From the Jan. 13, 1967 edition of the Gazette by Edith Blake:

Tracking down information about eels and the skinning thereof, the path led me to the blacksmith shop of Milton Jeffers in Edgartown.

Mr. Jeffers came out of his shop armed like Neptune. He handed Arthur W. Bradbury his weapon.

“What’s that?” I asked, for whatever it was, was beautifully fashioned, and it resembled a small grass rake with several of the tines curled sideways.

“This is an eel spear,” said Mr. Bradbury a little uncertainly, since he was not sure I was serious. Mr. Jeffers came to his rescue by explaining that this type of spear was poked down into the mud, and hopefully on its way up one of the barbs would hook an eel.

“In the summer the spears are different and the points are on the bottom. This is because the eels are swimming then. In the winter they are in the mud,” he said.

“You know once people here went eeling for a living. It was no trouble to get a barrel or two of eels. But not any more. When the eel grass went, so did the scallops and the clams and the quahaugs and the eels. That was the end of it.

“Was it true,” I asked, “that they used to hold eel skinning contests?”

“Come and talk to my father,” Mr. Jeffers said. “He could tell you better than I can.”

So we left the shop and entered the house.

“Yes, it’s true,” Lawrence Jeffers said, “I don’t know as they were real contests, or that there was any betting, but they used to skin them down at old Chadwick’s.”

“That’s the coal wharf now,” interjected Milton Jeffers.

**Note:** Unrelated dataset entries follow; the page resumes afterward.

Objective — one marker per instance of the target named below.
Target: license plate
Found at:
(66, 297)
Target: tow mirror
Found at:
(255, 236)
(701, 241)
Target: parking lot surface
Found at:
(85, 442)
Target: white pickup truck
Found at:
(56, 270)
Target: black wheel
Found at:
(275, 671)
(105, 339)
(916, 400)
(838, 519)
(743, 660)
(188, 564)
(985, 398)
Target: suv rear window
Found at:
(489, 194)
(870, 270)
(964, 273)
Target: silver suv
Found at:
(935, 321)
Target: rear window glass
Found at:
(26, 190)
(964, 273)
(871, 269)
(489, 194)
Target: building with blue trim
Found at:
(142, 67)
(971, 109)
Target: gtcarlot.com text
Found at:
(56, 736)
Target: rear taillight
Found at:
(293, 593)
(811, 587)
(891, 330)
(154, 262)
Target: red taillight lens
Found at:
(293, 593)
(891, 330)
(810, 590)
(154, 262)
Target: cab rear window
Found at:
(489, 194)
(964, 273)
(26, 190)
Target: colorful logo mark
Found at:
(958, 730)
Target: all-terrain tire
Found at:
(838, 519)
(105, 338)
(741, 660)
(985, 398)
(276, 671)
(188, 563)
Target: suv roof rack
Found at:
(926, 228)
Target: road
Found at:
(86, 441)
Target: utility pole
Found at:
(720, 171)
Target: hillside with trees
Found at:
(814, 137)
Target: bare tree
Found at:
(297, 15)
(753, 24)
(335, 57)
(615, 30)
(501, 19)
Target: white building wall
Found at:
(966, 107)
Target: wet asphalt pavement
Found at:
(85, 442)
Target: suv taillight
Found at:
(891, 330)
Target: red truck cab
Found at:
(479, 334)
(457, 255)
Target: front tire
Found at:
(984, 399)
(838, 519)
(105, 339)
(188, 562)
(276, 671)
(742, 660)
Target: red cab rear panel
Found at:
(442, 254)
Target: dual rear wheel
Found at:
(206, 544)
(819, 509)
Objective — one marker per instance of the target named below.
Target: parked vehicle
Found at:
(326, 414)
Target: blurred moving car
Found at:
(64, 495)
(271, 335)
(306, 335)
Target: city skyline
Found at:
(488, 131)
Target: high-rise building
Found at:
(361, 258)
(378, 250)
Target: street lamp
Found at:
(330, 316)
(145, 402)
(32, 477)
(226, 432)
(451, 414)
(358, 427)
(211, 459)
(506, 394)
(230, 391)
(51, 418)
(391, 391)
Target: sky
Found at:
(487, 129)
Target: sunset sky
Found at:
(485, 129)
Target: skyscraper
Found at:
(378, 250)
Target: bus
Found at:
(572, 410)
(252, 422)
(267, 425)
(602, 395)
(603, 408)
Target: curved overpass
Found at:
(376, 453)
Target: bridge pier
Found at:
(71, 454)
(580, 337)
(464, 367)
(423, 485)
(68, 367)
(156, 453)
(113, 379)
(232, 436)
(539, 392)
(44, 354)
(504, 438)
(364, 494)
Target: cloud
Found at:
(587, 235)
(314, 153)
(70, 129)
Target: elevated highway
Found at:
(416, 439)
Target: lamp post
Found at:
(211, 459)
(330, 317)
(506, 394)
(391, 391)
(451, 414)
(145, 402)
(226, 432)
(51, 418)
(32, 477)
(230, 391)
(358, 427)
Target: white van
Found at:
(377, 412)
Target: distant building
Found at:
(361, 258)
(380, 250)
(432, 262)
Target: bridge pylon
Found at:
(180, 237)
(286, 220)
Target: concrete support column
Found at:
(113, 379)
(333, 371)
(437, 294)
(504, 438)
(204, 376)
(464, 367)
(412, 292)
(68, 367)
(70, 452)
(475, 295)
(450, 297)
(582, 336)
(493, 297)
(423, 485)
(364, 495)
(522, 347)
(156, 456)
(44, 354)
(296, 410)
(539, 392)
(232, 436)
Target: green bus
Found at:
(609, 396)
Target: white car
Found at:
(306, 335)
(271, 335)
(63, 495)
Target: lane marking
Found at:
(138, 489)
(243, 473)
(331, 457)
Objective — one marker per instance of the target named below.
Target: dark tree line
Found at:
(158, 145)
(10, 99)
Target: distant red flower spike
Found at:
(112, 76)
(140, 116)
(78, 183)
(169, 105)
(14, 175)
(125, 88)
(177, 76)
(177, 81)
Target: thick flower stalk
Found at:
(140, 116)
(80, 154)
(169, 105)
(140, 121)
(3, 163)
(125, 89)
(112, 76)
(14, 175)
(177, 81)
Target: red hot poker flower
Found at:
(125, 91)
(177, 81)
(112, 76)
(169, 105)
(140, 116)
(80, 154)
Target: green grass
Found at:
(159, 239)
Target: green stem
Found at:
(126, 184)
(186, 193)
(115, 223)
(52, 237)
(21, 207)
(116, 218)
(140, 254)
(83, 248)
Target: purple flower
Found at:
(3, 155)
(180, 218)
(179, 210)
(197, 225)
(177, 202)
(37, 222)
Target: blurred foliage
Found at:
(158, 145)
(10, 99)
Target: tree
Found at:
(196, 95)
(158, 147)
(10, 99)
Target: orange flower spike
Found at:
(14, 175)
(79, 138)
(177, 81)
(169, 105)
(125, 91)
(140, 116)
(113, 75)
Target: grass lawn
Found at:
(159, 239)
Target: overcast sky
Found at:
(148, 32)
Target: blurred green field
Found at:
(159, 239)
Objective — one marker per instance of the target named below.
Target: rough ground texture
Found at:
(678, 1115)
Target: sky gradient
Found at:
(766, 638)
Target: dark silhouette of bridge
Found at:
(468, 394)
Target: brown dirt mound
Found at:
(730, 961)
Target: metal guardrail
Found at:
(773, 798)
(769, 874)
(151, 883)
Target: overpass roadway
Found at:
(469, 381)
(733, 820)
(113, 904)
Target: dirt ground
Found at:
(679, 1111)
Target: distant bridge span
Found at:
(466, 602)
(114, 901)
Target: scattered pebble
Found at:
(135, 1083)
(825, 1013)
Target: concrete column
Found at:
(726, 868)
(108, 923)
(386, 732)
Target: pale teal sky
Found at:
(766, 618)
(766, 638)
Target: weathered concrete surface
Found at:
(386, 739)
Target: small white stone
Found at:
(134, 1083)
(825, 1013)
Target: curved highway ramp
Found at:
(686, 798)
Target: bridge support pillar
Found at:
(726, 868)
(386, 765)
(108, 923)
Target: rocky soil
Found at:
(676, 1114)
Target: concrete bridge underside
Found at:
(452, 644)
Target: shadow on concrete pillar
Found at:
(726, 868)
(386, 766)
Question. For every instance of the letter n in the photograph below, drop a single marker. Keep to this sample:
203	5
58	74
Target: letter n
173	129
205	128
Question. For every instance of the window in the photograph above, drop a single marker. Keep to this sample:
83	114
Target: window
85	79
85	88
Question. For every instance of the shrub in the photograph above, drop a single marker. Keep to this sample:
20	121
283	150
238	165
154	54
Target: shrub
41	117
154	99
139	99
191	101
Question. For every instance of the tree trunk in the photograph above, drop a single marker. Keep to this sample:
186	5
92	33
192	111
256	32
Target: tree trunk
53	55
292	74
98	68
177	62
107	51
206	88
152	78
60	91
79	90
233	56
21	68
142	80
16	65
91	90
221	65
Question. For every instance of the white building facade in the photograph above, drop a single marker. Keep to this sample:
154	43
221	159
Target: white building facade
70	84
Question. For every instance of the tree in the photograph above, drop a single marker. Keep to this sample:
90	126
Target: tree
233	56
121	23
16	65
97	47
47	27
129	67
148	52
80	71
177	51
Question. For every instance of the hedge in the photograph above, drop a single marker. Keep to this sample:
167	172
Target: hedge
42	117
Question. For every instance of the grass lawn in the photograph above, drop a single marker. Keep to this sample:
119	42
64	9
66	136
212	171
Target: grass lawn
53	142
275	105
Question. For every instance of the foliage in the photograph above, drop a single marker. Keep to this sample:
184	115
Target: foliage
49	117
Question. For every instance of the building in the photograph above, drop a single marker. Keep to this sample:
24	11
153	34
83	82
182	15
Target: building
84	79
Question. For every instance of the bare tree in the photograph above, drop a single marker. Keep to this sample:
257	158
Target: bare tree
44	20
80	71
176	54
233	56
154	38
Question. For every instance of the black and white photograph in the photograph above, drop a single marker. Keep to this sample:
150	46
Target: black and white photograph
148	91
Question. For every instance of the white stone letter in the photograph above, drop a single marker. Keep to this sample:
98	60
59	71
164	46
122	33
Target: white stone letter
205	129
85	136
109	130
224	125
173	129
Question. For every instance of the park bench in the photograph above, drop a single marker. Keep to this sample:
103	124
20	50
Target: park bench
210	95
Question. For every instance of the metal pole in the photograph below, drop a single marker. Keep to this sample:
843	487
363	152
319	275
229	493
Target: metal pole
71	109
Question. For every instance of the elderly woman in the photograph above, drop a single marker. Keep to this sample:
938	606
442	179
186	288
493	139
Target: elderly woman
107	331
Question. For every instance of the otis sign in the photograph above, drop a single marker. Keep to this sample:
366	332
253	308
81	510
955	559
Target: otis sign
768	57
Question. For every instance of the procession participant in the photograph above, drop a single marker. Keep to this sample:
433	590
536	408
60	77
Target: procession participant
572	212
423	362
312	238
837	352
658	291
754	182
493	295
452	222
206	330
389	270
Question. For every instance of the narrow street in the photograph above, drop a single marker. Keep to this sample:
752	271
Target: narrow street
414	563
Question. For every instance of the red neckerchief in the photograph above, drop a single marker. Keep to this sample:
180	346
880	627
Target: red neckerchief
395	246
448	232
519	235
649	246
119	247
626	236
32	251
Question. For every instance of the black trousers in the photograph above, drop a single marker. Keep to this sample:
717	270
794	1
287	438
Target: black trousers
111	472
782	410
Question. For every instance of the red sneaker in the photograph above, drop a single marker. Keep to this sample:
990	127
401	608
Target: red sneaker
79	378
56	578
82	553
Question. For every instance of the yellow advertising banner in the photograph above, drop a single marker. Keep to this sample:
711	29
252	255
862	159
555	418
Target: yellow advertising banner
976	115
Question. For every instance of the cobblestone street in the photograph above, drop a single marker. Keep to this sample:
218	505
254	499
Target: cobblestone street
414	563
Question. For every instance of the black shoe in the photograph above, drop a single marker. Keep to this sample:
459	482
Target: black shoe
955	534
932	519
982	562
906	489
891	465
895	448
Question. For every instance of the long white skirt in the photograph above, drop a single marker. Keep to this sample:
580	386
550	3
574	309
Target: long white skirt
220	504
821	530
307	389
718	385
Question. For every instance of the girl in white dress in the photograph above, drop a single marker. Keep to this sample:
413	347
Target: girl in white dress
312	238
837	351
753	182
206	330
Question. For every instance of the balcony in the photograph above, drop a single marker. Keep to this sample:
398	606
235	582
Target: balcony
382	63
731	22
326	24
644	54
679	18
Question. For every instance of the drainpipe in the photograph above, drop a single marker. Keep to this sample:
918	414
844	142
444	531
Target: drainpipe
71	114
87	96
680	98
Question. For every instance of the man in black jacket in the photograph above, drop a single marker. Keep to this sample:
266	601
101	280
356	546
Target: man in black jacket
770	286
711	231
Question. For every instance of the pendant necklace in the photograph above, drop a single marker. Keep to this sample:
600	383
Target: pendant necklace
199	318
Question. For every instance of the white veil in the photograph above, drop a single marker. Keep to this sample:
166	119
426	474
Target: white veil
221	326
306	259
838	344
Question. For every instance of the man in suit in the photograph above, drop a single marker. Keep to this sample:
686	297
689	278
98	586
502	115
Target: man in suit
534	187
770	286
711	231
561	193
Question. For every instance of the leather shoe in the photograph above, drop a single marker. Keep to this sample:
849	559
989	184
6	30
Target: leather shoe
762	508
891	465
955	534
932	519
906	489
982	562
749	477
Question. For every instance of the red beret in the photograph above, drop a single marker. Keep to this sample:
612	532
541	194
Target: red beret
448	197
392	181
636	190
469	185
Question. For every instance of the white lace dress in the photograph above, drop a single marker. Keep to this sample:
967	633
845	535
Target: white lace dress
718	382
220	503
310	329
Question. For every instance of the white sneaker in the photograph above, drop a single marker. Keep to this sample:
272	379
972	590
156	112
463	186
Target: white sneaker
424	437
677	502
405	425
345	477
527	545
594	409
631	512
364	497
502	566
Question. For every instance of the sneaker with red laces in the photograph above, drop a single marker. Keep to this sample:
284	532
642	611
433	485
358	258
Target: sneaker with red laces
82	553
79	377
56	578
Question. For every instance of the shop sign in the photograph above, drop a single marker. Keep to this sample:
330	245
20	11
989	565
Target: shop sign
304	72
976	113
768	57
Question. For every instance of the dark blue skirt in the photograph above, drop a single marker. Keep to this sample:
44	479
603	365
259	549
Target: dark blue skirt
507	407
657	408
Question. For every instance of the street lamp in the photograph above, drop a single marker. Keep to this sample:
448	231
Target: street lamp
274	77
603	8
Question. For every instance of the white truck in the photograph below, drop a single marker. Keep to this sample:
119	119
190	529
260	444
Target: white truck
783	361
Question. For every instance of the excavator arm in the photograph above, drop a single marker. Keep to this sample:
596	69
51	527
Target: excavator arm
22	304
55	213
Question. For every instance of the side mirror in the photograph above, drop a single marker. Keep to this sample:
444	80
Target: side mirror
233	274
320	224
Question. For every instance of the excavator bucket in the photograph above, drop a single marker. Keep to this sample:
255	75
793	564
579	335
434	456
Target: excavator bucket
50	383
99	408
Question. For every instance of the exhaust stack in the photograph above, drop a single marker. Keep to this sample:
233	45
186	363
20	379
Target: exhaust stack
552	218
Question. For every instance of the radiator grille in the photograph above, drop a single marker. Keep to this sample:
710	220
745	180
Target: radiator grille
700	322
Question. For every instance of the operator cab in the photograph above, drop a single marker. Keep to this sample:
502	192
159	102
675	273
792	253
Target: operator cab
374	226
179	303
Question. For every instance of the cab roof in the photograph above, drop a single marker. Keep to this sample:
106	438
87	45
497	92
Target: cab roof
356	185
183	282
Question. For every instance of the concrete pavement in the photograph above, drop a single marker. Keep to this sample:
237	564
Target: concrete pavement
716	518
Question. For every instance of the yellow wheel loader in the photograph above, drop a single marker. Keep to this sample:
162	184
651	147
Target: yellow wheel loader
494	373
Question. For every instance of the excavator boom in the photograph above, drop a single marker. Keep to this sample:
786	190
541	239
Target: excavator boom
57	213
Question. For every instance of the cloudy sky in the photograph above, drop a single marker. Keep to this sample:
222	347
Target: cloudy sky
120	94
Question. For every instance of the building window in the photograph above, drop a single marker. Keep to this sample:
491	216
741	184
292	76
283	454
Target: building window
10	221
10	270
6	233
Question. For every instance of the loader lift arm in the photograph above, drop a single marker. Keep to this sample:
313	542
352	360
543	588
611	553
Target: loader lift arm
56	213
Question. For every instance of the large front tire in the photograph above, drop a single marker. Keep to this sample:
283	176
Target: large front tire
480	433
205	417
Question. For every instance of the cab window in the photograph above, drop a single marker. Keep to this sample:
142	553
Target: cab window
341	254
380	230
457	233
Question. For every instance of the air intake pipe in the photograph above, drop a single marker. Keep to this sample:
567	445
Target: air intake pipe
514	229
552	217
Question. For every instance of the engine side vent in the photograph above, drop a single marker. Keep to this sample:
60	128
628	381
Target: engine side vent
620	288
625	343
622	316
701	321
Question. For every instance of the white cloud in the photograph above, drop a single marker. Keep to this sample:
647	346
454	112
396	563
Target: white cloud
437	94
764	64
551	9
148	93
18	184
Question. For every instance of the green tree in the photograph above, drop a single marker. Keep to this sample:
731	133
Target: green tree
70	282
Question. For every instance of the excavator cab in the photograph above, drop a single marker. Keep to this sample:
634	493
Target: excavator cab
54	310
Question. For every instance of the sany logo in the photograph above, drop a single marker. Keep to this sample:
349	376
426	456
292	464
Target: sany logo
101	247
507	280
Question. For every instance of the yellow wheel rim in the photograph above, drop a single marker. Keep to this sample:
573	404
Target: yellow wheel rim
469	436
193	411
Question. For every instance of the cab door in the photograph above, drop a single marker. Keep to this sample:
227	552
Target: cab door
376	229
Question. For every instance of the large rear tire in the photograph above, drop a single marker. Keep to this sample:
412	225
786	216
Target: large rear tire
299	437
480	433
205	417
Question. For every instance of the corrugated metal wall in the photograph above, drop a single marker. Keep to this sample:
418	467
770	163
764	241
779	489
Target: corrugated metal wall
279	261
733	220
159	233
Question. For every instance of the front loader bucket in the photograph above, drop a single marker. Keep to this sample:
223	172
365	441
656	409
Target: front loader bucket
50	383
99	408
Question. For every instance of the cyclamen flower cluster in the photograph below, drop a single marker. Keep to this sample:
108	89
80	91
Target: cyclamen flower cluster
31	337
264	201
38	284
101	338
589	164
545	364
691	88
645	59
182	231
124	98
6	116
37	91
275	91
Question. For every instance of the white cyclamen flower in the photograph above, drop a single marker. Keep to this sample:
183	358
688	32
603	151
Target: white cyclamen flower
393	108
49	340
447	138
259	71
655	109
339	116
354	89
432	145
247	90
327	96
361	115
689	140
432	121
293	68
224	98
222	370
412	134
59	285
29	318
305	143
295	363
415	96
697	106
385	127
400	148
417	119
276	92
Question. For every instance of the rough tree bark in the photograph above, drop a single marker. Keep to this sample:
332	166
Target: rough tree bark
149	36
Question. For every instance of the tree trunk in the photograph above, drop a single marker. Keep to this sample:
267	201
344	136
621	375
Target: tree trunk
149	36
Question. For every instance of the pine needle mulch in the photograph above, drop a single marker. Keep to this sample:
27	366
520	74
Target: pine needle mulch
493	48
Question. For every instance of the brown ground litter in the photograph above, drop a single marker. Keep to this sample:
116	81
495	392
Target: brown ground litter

“The old people used to do the skinning, when they couldn’t go eeling,” said Laurence Jeffers. “They did it that way with the scallops. The older people cut them, because they had so many scallops that there would be scallops on the bench and scallops under the bench and still more scallops in the boat.”

Mrs. Lawrence Jeffers entered the room just then and said, “I remember opening scallops all day. Every free minute I had, I’d be opening scallops.”

“Have you always been a fisherman?” I asked Lawrence Jeffers.

“Yes,” he replied. “I fished for clams and quahaugs and scallops and eels. I remember when seventy or eighty or ninety boats would be out at once quahauging in Katama Bay. About all there was to do in those times was eeling and clamming. We used to live on Chappaquiddick.”

“And all four of my children were born over there,” added Mrs. Jeffers.

“Do you remember the old ferrymen? I asked.

“Yeh, Midgie. Do you know Midgie? asked Lawrence Jeffers.

“No, who’s Midgie?”

“Midgie’s Tony Bettencourt. That’s what we called him, didn’t you know that?”

“What about the ferrymen before that?”

“I remember Charles Osborn and James Yates used to row the ferry but we had our own boat. Used to get back and forth by the white ash.”

“We moved away from there when Milton here was 10 or 11, and that wasn’t yesterday,” said Mrs. Jeffers.

“We were living over at the Huxford house, that Midgie owns now, when they brought telephones. You know, the house with the whalebone out front. I think he’s moved the bone now. We moved to Chappy in 1911.”

“I came from Gay Head,” said Mrs. Jeffers, “and lived in Edgartown for four years before I married Mr. Jeffers. I raised all four children over on Chappy, and when one child moved away, I was afraid they all would be gone, so we moved here. My husband didn’t want to come. He hates Edgartown.”

“I miss Chappy,” Mr. Jeffers said, and I liked Chappy the way it was. When the first summer people came, everyone was on everyone else’s land and got along fine.

“Now this zoning they have. What is somebody who doesn’t have money going to do? They can’t build a big house and buy lots of land. It’s bad.”

“I’d like to come back when Milton has some eels and take pictures of him skinning them. Is that possible?” I asked.

“No,” said Mr. Jeffers. “We’re going to take pictures of you skinning ‘em.”

“It used to be a lot of work fishing,” said Mr. Jeffers. “We used to fill bushel bags with eels and if we didn’t get two or three bags, we didn’t think we had done much. Now people don’t do too much anyway.

“You know they had to change the parking to the other side of Main street ‘cause the people didn’t like to walk across the street to the shops.”

The subject was rapidly getting away from eels and the skinning thereof, so I took my leave.

Having found out all I wanted to know about eels without actually having to see one, I departed, but before I was out of earshot, Lawrence Jeffers stuck his head out of the kitchen door and called, “Don’t forget we’re going to take a picture of YOU skinning an eel.”